Although this worked well, we saw room for improvement. The question for us was: What is the cost of improving performance on the computing/networking resources? To answer that, let’s take a look at the four steps involved in streaming a desktop screen, for example.
Step 1. Capture
Certain resources are required to capture the desktop screen. This process can be fairly CPU intensive, however starting with Windows 8.1, Microsoft began providing a very efficient method of capturing a screen. Because of this, the CPU usage cost was lowered and became reasonable, at least from our point of view.
Step 2. Compress/encode
The raw data of a captured screen is too big to send over a network -- it needs to be compressed in some way. In our original Streamer, we used a light compression technology assisted by a modern GPU such as an Nvidia graphics card. This methodology required a more powerful GPU, but CPU usage was reduced. Compression became easy to render and display on the receiving side, but it also used a lot of network bandwidth.
Step 3. Sending over the network
Even though we compressed the data, it still required a massive amount of bandwidth to be sent over the network. Streaming a 1920 x 1080 screen at 30 FPS consumes about 51% of a gigabit network. With a properly configured switch, multiple streams from multiple sources could go to multiple destinations, but misconfigured switches could easily overwhelm the entire network.
Step 4. Render and display the stream
On the receiving end, a portion of the video wall that will display the stream receives it and renders it. Our old approach using light compression was extremely easy to render. Fairly low-level machines could be used to display streams without too much effort.
As you can see, our strength in utilizing resources was in Step 2 and 4. Our greatest weakness was in Step 3 where the network bandwidth became the bottleneck of streaming. Even though we could perfectly meet the customer demands of having multiple video streams on the LED video wall, the network infrastructure had to be setup appropriately and required special care.
Today, people want to stream higher resolution screens with higher frame rates. Upgrading to a larger network bandwidth such as a 10 gigabit network will accommodate this of course, but it doesn’t actually solve the problem.
So, we looked back into our design and decided to focus on improving Steps 2 and 4 in order to reduce network bandwidth usage. This makes the most sense since computing resources such as the CPU and GPU continue to get faster and more powerful, while network bandwidth remains mostly the same. In a perfect world 10 gigabit networks would be widely available, but we are not holding our breath for that to happen.
In Step 2, we added an industry-standard H.264 encoding engine which encodes a 1920 x 1080 screen at 60 FPS comfortably using modern CPU/GPUs. Then we added our own special patent pending sauce to serve our specific purpose. The result is that the network bandwidth (Step 3) is now reduced to about 50-100 Mb/s, or 5-10% of a gigabit network which reduces the burden on network infrastructure and enables more simultaneous video streams across the video wall.
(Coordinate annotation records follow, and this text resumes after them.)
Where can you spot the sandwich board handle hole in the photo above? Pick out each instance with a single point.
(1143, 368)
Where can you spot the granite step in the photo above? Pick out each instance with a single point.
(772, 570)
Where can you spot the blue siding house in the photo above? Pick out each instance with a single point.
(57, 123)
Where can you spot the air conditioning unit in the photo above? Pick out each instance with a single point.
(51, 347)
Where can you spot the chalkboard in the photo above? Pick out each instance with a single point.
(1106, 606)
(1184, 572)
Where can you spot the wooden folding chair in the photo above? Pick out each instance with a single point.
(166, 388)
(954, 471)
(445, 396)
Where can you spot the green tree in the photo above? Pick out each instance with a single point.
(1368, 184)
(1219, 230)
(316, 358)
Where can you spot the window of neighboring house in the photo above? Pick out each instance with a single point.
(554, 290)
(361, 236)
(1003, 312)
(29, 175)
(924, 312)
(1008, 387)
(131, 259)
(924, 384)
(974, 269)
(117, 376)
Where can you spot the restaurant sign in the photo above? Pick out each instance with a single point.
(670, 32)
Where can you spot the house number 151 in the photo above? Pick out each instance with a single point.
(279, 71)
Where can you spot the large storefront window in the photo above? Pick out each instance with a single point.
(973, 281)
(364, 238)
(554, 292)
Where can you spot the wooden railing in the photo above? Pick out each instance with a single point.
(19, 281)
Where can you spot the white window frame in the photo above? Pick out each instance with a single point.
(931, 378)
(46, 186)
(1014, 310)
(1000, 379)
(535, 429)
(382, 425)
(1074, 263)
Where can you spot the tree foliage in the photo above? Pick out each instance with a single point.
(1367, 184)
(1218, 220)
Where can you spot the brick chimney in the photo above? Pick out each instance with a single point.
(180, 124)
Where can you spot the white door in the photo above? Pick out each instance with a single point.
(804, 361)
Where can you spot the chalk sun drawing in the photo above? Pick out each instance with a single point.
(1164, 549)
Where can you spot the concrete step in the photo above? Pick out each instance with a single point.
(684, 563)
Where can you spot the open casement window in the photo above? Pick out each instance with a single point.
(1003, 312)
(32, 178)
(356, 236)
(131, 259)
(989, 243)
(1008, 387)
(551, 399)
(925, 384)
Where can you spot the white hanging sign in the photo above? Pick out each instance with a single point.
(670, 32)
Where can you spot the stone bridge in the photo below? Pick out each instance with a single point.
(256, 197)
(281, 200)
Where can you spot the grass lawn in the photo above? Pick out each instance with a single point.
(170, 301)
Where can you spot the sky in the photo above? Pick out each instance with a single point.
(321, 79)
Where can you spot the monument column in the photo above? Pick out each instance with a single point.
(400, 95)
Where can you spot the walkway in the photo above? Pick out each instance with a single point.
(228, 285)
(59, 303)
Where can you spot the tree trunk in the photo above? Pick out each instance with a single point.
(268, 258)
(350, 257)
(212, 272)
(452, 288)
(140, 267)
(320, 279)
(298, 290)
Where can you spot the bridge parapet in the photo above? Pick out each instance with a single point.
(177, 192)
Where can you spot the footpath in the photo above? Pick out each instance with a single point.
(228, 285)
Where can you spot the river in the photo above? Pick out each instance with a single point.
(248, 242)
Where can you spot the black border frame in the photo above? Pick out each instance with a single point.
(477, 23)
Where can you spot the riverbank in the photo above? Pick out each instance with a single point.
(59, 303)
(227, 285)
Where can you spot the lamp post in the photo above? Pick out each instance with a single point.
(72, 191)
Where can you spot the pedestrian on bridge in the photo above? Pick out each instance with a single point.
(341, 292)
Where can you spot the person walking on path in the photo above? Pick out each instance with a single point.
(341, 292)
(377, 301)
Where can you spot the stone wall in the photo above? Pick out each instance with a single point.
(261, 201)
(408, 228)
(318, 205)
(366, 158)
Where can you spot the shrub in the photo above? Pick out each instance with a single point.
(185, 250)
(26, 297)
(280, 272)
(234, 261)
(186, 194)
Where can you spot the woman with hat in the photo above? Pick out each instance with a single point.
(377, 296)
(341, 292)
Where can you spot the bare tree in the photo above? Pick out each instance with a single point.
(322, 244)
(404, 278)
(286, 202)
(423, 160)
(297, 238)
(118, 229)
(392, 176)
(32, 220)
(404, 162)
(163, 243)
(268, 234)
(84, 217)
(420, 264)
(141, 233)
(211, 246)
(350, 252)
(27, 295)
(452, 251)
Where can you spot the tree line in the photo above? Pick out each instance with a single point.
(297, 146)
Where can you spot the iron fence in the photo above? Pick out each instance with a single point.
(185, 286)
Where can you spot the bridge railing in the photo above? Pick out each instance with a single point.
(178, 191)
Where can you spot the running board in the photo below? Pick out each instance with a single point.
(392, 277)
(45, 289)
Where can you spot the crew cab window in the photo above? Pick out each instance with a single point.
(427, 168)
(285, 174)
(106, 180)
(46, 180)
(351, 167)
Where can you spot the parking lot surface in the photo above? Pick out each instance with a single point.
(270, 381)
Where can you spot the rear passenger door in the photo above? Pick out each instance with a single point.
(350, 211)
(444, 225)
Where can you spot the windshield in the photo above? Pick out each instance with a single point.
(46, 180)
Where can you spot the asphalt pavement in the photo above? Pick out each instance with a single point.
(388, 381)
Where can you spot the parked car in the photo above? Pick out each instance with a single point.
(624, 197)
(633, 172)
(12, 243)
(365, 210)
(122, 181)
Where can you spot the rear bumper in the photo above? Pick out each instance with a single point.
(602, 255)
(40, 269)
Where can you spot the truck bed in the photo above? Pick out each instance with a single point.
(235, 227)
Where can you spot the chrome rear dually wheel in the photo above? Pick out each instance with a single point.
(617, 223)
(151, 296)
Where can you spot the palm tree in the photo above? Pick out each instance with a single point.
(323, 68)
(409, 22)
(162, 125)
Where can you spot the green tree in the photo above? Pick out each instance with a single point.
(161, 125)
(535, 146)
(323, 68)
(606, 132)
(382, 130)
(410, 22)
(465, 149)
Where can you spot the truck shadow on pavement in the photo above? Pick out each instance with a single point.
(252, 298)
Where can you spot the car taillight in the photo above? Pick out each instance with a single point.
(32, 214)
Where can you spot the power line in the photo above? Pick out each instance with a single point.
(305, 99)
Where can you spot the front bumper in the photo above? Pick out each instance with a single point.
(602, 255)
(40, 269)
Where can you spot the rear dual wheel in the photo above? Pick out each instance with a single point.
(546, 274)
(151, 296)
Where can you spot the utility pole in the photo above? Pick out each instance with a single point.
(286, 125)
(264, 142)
As an added benefit, the encoding engine also allows for much higher image quality than our old compression engine.
In Step 4, the receiving side decodes and renders the stream, which is more work than before. However, since most CPU/GPUs these days include very efficient methods of decoding H.264 streams, the CPU/GPU resource usage increases only by a little.
With this rebalancing of resource usage, we can achieve very efficient streaming with improved image quality and a network bandwidth reduction of about 10 fold.
We place a lot of emphasis on future-proofing. Our software technology can easily adapt to hardware improvement. When more powerful encoding/decoding hardware engines are available, our software engine will be able to utilize them to provide higher resolution streams with minimal network bandwidth increase.